OUTLOOK: Does the British Bankers Association inhabit a parallel universe? It certainly appears that way when you look at its lending numbers.
Here’s what the BBA’s chief economist says about the latest set: “Mortgage lending has leapt 50 per cent since this time last year, whilst we are now beginning to see growth in net lending to manufacturers and retailers.”
So everything’s rosy in the garden. You want a new home? You got it. Starting off a shop, or a company that makes things? Congratulations, your loan’s been approved. Now go off and get that economy working again!
Well, up to a point. It’s true that mortgage lending is on the up and is indeed at its highest since August 2008. But the BBA should be careful of blowing the industry trumpet here.
By historic standards the numbers are still low, and August 2008 was in the middle of the financial crisis when banks weren’t exactly throwing money at homeowners. Look at the net figures, the actual amount of new money on the table for home buying, and a very different picture emerges. It’s barely off the floor at plus £700m having contracted throughout most of 2013.
But what about business loans, there’s surely something to cheer about there, right? Erm, not so much. Lending to manufacturers is picking up, it’s true, but it surely needs to given the length of time it has been contracting. There was also an increase in lending to retailers, but it was tiny. Meanwhile, lending to all other sectors shrank.

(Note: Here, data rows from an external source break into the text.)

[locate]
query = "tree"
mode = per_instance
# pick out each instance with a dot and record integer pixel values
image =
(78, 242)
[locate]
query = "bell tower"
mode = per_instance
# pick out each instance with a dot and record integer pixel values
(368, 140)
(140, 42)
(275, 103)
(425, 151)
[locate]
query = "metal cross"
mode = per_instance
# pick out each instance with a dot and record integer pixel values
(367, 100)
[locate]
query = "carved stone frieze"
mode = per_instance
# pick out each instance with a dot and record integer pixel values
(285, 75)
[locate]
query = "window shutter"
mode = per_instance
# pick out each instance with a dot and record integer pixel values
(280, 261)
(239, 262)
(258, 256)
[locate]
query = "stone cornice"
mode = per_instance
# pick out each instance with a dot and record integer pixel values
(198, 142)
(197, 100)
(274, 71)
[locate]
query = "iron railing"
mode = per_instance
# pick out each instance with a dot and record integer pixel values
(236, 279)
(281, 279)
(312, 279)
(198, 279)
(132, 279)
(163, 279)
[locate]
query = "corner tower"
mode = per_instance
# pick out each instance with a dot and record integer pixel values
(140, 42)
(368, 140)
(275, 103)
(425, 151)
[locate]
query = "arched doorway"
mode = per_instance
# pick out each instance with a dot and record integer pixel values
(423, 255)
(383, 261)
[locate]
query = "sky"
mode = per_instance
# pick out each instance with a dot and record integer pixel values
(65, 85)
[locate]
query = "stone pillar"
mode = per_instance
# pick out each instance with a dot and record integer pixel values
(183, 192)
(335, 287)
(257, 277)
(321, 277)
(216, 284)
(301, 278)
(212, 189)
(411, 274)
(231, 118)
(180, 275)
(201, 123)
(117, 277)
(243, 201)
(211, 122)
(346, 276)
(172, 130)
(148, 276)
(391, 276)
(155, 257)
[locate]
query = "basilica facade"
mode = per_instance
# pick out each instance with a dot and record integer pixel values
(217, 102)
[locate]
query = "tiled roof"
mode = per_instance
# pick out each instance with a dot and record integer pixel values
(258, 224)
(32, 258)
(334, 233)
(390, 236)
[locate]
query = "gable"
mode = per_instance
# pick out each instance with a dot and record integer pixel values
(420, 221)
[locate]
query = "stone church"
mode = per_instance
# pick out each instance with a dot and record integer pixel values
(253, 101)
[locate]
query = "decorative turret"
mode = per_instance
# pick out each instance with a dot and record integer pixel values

Here’s what the BBA said to accompany the figures: “The stock of borrowing by non financial companies was £281bn by the end of 2013 and continued to contract overall in January and February. And again, there are cheap funds sloshing about.
Yes there are tentative signs of improvements, but they’re modest at best. The BBA’s appears to think having some dregs in the bottom of a glass of wine justify its calling that glass half full.
What the British economy needs from an industry which received such a vast amount of taxpayer funded largesse is not talk like this, but action. That still appears to be in short supply.